Master of Business Administration, 1982
Vice President and Officer in Charge, Federal Reserve Bank of Cleveland, Cincinnati Branch
Humble Beginnings | Shortly after graduating with an undergraduate degree in finance and accounting, Henshaw took a management trainee job at the Federal Reserve Bank of Cleveland where she’s worked for the past 30 years.
Fast Money | “When I started in the Fed, I had an opportunity to get onto a system project where we were developing high-speed currency processing equipment for the whole Federal Reserve System, and I was a product manager for one of the four prototype systems. Because of that, I got the opportunity to travel to Japan and work with a manufacturing company there in connection with the project.”
Economic Education | Now Henshaw is responsible for the seven-member board of directors for Cincinnati. “We also have responsibility for the community outreach activities, which might include different kinds of public programs. For example, we’re getting ready to have a research seminar on financial education, and we’ll be inviting people who are involved in doing economic education, whether it be for children or for adults. Some of them will be teachers.
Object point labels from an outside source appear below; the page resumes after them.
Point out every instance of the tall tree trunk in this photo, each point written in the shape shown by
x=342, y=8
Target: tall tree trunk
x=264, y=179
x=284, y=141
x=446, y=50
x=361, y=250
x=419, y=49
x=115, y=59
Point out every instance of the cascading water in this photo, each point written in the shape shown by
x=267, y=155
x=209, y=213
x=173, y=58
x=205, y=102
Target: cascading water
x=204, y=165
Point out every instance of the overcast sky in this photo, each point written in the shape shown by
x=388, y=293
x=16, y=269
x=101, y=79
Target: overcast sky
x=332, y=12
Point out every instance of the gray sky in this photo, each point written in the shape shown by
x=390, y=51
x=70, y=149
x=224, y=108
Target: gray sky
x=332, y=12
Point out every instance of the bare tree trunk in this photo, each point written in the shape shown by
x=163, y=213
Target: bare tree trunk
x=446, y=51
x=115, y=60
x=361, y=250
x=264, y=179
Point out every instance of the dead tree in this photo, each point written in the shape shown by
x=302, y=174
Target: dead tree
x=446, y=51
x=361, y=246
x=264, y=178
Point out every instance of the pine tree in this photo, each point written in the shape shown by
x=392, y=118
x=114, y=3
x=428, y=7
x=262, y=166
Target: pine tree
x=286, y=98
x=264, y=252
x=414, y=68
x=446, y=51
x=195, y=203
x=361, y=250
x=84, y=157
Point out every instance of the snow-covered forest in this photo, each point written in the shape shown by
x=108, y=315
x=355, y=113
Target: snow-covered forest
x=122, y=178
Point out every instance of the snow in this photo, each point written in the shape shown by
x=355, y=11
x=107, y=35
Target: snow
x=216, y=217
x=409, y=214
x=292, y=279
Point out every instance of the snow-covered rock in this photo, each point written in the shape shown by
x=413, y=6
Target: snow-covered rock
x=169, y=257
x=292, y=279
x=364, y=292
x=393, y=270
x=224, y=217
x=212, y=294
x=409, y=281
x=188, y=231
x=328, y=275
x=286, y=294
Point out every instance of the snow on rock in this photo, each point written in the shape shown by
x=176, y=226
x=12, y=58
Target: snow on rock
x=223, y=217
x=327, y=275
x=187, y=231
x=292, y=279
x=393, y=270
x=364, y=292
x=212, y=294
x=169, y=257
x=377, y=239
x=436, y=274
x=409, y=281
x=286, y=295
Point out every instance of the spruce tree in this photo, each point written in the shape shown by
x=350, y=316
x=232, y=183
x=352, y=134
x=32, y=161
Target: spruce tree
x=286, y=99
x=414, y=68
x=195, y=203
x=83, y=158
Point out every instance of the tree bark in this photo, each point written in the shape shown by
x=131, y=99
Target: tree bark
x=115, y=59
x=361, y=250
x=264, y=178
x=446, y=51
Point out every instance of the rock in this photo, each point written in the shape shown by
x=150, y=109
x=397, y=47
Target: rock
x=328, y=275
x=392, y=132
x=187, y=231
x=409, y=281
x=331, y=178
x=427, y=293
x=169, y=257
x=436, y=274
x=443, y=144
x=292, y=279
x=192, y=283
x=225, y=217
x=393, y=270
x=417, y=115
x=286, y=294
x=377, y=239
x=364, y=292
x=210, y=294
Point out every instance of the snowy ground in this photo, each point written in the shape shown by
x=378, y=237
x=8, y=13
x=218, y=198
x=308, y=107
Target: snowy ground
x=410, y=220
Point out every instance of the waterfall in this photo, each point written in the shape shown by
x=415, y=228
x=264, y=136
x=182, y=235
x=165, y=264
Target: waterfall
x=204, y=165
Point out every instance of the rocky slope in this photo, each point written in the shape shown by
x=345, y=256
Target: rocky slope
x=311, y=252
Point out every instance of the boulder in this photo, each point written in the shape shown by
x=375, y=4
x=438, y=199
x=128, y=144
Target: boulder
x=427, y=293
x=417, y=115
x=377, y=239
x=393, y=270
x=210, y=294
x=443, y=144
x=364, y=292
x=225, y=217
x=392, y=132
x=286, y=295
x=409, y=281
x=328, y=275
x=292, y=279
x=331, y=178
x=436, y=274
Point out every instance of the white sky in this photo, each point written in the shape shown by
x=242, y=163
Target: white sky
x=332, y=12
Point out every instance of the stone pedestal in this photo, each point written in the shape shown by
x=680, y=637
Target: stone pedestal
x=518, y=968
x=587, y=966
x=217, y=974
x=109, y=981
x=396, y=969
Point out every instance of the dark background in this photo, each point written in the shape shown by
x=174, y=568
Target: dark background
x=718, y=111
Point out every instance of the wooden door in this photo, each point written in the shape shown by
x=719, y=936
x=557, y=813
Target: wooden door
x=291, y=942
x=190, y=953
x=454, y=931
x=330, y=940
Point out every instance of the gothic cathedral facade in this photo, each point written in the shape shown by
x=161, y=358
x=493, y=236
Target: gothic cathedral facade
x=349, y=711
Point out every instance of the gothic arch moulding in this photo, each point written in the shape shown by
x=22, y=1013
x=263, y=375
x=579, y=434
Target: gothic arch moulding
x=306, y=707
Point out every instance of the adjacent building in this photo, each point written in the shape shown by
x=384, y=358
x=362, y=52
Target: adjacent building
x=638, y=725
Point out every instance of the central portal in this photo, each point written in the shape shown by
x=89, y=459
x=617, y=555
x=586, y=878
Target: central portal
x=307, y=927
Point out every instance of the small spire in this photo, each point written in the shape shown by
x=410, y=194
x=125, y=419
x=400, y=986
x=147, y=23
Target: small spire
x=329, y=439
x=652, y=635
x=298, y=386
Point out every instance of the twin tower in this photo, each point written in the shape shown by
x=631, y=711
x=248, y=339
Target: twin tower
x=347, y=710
Some of them might be non-profit agencies that provide economic education for low- and moderate-income adults.”
Dollars and Sense | “This is one of the areas I’m very, very interested in, because I also serve as chair of the board of trustees of the Economic Center for Education Research at the University of Cincinnati. Their mission for 30 years has been to incorporate economics and personal financial education into the classroom, and they train teachers in our region to do that. I feel very strongly that if our economy is to grow and prosper, we really must do a better job in educating our citizens on how to make appropriate financial decisions for themselves and their families.”
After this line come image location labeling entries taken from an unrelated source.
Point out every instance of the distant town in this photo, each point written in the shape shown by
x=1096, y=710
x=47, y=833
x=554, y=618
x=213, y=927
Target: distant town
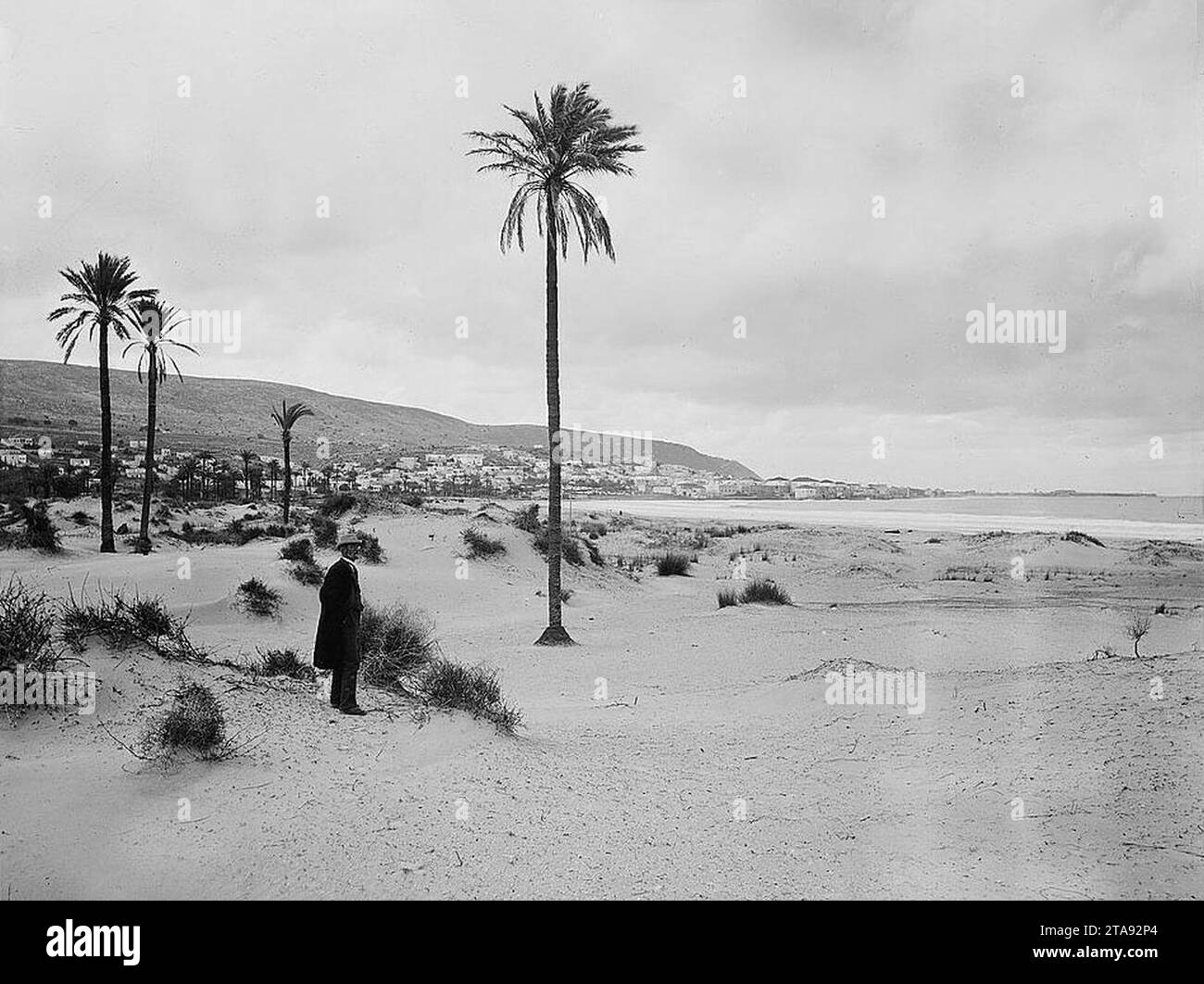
x=49, y=469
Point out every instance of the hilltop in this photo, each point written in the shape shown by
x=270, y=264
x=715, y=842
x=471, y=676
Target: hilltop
x=229, y=414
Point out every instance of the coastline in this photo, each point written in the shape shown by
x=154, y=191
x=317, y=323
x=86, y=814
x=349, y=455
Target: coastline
x=803, y=513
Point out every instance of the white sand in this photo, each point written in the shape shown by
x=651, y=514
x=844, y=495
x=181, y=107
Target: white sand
x=639, y=794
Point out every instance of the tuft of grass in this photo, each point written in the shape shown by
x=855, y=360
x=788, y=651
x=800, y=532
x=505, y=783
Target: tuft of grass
x=453, y=687
x=761, y=591
x=336, y=503
x=194, y=723
x=570, y=546
x=297, y=549
x=528, y=519
x=482, y=545
x=120, y=624
x=395, y=643
x=40, y=533
x=283, y=662
x=257, y=599
x=673, y=565
x=371, y=549
x=325, y=531
x=28, y=622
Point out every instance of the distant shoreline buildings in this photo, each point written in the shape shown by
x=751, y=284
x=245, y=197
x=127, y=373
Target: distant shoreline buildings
x=477, y=470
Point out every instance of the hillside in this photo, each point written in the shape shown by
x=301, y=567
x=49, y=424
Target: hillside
x=229, y=414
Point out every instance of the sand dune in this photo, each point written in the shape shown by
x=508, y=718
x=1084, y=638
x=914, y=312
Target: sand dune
x=710, y=767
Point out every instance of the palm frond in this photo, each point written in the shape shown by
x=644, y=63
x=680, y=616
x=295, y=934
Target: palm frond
x=571, y=135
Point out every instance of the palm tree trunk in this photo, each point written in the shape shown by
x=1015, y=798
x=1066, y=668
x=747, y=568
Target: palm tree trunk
x=288, y=478
x=148, y=468
x=107, y=448
x=555, y=634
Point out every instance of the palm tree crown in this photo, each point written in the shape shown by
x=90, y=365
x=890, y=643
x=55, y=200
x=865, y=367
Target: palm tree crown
x=287, y=417
x=151, y=324
x=570, y=137
x=100, y=296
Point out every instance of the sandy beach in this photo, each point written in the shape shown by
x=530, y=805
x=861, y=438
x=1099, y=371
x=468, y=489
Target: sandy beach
x=679, y=750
Banking 101 | The Cincinnati native also helped facilitate a joint conference on the Hispanic population. “When you have an influx of individuals from other countries who may not be familiar with the banking system or they don’t trust the banking system, there’s a real educational learning curve on how our banks here can provide products and services that will be useful and acceptable to, let’s say, the Hispanic immigrant populations that are coming more into the Midwest.”
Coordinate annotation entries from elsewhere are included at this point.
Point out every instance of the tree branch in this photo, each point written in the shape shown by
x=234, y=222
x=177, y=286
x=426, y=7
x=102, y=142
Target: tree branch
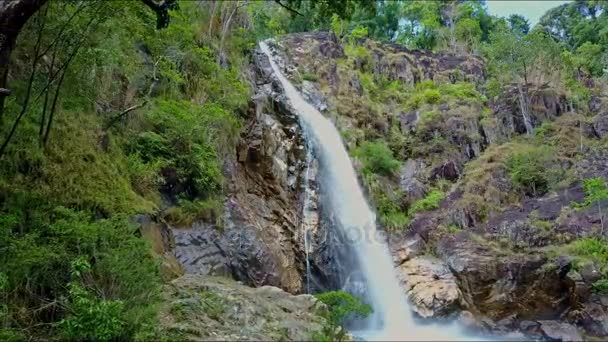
x=288, y=8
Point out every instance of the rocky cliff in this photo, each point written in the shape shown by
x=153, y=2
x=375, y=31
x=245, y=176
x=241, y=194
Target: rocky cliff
x=491, y=252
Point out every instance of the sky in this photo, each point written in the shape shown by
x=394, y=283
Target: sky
x=532, y=10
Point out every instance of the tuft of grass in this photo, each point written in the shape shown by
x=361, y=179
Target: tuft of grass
x=429, y=202
x=377, y=158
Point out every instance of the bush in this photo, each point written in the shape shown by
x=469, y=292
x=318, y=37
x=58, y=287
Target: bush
x=391, y=216
x=188, y=140
x=119, y=289
x=595, y=191
x=188, y=212
x=377, y=158
x=92, y=318
x=592, y=249
x=341, y=307
x=431, y=96
x=530, y=170
x=429, y=202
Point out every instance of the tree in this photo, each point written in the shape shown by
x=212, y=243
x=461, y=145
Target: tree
x=519, y=25
x=13, y=15
x=534, y=59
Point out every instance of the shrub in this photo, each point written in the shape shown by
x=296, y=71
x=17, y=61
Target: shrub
x=429, y=202
x=92, y=318
x=359, y=32
x=528, y=170
x=391, y=216
x=188, y=212
x=377, y=158
x=431, y=96
x=595, y=190
x=341, y=306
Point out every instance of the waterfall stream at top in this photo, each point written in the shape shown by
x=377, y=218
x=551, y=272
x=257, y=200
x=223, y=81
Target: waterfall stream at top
x=391, y=319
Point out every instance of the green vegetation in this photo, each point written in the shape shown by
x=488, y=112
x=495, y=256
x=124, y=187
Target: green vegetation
x=141, y=115
x=532, y=171
x=109, y=117
x=596, y=191
x=341, y=306
x=429, y=202
x=377, y=158
x=592, y=250
x=429, y=92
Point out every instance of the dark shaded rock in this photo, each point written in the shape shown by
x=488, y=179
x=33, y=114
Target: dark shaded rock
x=501, y=283
x=595, y=104
x=356, y=85
x=430, y=287
x=545, y=104
x=313, y=96
x=410, y=180
x=404, y=248
x=448, y=170
x=531, y=329
x=220, y=309
x=202, y=250
x=600, y=124
x=590, y=272
x=558, y=331
x=408, y=121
Safety and Soundness | “As the central bank, you can see things sort of from a very macro level. From a policy level and because we’re not a for-profit organization, our motivation is not returning value to shareholders, per se. But we are always very concerned that what we do is in the best interest of the public in terms of safety and soundness of the financial system—and being transparent and being prudent with the funds that are entrusted to us. But I think that having the ability to have a major impact in the work that we do gives you that opportunity.”